Appalled by the incredible expense involved in patent litigation and alarmed by the lack of consistency and the unpredictability of court decisions, a group of patent owners decided that there must be a better way of dealing with patent infringement disputes. They decided that what was needed was an informed, nonbinding decision issued by neutrals familiar with patent law and infringement litigation, and a decision issued early in the process before the parties invest substantial sums in discovery and motion practice.
Although the decision of the panel would be nonbinding absent the parties’ agreement to make it binding, the patent owners wanted any nonbinding decision to be one with “teeth.” In other words, the rules should include fee and cost penalty provisions among other incentives to encourage voluntary compliance with the opinions issued.

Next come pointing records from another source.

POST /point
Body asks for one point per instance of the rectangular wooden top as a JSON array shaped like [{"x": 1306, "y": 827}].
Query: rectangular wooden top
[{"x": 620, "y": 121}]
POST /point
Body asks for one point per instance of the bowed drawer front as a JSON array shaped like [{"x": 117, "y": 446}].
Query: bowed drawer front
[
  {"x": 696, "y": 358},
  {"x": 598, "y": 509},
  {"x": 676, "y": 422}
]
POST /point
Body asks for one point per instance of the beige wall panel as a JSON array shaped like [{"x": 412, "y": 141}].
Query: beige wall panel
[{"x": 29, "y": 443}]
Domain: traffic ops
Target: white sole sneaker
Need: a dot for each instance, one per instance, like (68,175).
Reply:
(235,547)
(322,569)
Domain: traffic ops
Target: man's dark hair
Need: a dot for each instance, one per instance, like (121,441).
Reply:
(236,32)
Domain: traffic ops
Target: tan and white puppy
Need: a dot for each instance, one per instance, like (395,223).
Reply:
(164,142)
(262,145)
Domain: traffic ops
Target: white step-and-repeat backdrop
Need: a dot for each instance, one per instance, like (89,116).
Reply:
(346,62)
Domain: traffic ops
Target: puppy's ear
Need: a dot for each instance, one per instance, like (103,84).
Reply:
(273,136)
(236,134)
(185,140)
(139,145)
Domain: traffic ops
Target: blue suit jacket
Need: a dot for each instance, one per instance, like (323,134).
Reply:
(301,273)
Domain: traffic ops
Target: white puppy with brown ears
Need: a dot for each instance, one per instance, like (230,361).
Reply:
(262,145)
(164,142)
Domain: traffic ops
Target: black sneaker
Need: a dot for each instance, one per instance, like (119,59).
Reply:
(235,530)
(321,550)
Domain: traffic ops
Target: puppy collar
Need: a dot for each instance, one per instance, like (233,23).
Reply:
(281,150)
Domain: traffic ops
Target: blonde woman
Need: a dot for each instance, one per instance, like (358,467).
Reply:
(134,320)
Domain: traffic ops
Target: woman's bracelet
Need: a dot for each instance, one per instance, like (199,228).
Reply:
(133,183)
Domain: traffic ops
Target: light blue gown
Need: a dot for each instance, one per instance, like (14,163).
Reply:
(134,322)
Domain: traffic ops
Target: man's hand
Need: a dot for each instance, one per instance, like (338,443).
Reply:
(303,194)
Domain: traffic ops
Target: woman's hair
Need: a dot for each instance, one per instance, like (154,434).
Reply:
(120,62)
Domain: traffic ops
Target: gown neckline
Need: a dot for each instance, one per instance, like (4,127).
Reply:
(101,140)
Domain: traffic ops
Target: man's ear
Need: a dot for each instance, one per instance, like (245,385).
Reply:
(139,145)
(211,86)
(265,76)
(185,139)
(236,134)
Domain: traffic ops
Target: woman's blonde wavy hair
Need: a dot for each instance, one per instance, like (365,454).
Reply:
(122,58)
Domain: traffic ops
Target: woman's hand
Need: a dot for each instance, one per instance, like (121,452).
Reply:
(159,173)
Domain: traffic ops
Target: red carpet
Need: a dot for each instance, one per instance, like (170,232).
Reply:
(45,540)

Led by a group of in-house counsel from such major corporations as Procter & Gamble, Intel, Mobil Oil, General Electric, and Becton Dickinson, and Schlumberger, interested parties scheduled a nationwide conference for November 1998 in San Francisco to discuss the concept and proposed rules. More than 200 people from across the country attended, and the idea became a reality: the National Patent Board was formed. The concept, rules, and panelists issuing from these meetings were later acquired by the American Arbitration Association
The goal of the AAA’s National Patent Board remains the same since its founding: to provide an efficient, early, and informed indication of the likely outcome of a court proceeding which would assist parties to resolve their disputes voluntarily, and to do so at a stage prior to the expenditure of large sums in either product commercialization or patent litigation. It is designed to reach not only those disputes which arise after a potentially infringing product is on the market, but potential problems which are recognized after substantial development has been completed, but prior to actual commercialization.